わたしと明日のおしゃれなカンケイ

スタイリスト&エッセイストの中村のんの日々、印象に残った出来事。

ゴローさん、さようなら。そして、イエローイーグルは永遠に。

原宿のゴローズは、70年代からの原宿のカリスマショップであると当時に、今もなお、表参道にはゴローさんのシルバーのアクセサリーを買うためにファン達が長い列を作っている店だ。
昨日、12月11日、ゴローズのオーナーであるゴローさんの葬儀と告別式が執り行われた。
元夫は、高校生の頃からゴローさんが一番の憧れの人で、ゴローさんの会社に入れたことは、彼にとって、大きなひとつの夢を叶えたようなことだった。
元社員だった元夫の、元妻として、そして、ゴローさんの昔の知り合いの一人として私も参列した。
お知らせのメールでは、お香典、供花は無用。そのかわり、ゴローさんと縁のあるものを身につけてきてくださいということになっていた。

斎場に行くと、ゴローさんがアトリエに飾っていたタペストリーやインディアンの服が飾ってあるコーナーが出迎えてくれた。私は夫が勤務していた当時のスタッフと待ち合わせして行ったので、彼女たちは「なつかしい。。。。」と言いながら、大きくため息をついていた。
祭壇は丘を模したような飾り付けで、ゴローズおなじみのイエローイーグルのマークが大きな花で作られていた。その中にインディアンの姿をしたゴローさんの写真があって、感動で胸がいっぱいになったけど、残念ながら撮影禁止だったので、思い切り、その風景を目と脳に焼き付けてきた。

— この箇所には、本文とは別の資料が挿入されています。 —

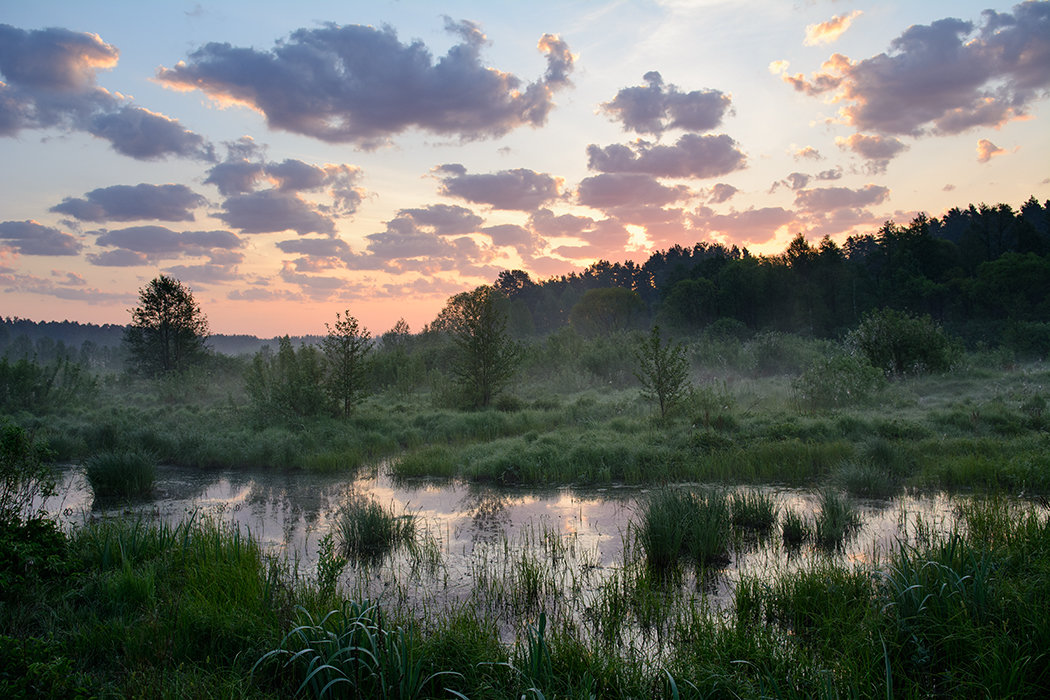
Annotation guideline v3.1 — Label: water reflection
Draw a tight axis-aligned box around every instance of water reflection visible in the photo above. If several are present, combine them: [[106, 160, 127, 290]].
[[38, 467, 952, 617]]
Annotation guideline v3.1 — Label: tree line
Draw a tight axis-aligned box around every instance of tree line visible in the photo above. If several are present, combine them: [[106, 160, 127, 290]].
[[495, 197, 1050, 342]]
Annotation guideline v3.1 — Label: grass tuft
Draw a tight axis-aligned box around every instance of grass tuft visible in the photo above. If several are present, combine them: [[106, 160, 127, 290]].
[[84, 449, 156, 501], [814, 489, 860, 550], [336, 496, 416, 564]]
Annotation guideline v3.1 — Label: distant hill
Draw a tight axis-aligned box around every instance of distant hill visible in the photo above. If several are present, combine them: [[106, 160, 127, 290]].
[[0, 317, 320, 359]]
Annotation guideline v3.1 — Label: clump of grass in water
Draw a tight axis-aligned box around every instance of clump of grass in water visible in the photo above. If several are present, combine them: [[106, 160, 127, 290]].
[[638, 489, 729, 571], [84, 449, 156, 501], [780, 510, 812, 548], [253, 600, 462, 698], [814, 489, 860, 550], [729, 491, 777, 533], [836, 460, 900, 499], [336, 496, 416, 563]]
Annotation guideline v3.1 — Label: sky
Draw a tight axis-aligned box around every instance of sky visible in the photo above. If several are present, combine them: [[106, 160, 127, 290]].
[[0, 0, 1050, 337]]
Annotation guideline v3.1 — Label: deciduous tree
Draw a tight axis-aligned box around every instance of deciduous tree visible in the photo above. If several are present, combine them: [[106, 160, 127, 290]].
[[434, 287, 520, 407], [124, 275, 208, 377], [634, 325, 689, 419], [321, 311, 372, 418]]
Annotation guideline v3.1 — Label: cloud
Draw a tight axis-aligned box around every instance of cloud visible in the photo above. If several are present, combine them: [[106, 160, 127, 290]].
[[481, 224, 546, 257], [389, 205, 484, 236], [156, 20, 573, 148], [0, 269, 134, 305], [215, 190, 335, 235], [552, 218, 631, 260], [602, 70, 732, 135], [782, 1, 1050, 136], [689, 207, 795, 243], [0, 220, 82, 255], [434, 164, 562, 211], [204, 160, 266, 197], [792, 146, 824, 161], [51, 184, 206, 221], [87, 226, 244, 267], [0, 24, 213, 161], [795, 185, 889, 212], [708, 183, 740, 205], [164, 262, 240, 283], [0, 24, 120, 92], [978, 139, 1006, 163], [84, 106, 214, 161], [802, 9, 862, 46], [576, 173, 692, 210], [835, 133, 908, 172], [587, 133, 747, 177], [770, 172, 812, 192], [204, 154, 366, 215], [277, 238, 351, 258], [280, 262, 349, 300]]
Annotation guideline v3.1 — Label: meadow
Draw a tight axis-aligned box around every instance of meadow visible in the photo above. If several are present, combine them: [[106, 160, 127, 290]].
[[0, 330, 1050, 698]]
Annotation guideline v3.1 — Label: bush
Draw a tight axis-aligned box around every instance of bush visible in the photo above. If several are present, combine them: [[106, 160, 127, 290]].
[[846, 309, 961, 377], [84, 449, 156, 501], [792, 353, 885, 410], [0, 423, 55, 523]]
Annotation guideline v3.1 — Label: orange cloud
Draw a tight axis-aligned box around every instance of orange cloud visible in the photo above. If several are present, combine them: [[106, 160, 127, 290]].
[[978, 139, 1006, 163], [802, 9, 862, 46]]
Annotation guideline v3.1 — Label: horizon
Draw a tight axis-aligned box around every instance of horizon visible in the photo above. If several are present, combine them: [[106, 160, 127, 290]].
[[0, 0, 1050, 338]]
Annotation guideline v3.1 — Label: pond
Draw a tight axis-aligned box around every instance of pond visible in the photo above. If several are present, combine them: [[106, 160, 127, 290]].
[[44, 464, 953, 617]]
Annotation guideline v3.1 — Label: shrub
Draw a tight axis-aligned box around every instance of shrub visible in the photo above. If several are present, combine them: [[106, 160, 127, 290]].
[[0, 423, 55, 522], [84, 449, 156, 501], [792, 353, 885, 409], [846, 309, 961, 377]]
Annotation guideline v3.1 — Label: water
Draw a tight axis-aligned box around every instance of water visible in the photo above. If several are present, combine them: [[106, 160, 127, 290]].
[[44, 465, 953, 634]]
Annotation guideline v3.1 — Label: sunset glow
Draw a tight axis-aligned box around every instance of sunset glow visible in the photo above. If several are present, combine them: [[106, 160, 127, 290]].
[[0, 0, 1050, 337]]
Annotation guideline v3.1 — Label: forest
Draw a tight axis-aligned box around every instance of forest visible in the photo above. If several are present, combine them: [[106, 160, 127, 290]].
[[6, 197, 1050, 698]]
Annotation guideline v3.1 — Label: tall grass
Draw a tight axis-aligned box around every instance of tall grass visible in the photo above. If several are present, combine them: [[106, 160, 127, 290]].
[[335, 496, 416, 564], [637, 488, 730, 571], [729, 491, 777, 534], [84, 449, 156, 502], [256, 600, 460, 700], [814, 489, 860, 550]]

葬儀の前日、私はゴローさんが作ってプレゼントしてくださった結婚指輪を、何十年ぶりに引き出しから出した。今の私の指には入らなかった。なので、ペンダントにしていった。これもやはりプレゼントしていただいたゴールドのフェザーと一緒にぶら下げた。

師匠であるヤッコさんこと高橋 靖子さんも、ゴローさんからプレゼントされたネックレスを着けてきていた。

70年代、ゴローズのマネージャーをしていたはるみちゃんとは30年振りくらいの再会だった。はるみちゃんは、ネックレスと指輪とイヤリングを着けていた。「当時も高かったけど、私は社員割引で買えたからまだまだいっぱい持ってる」と笑っていた。


70年代に高校生だった村野めぐみちゃんは、ゴローズでバイトして、そのあと原宿MILKに入社し、今は、ジェーン・マープルのデザイナーさんだ。今も仲良しなめぐみちゃんだけど、私は彼女がゴローズでバイトしてる頃に知り合った。そのめぐみちゃんが着けてきた指輪。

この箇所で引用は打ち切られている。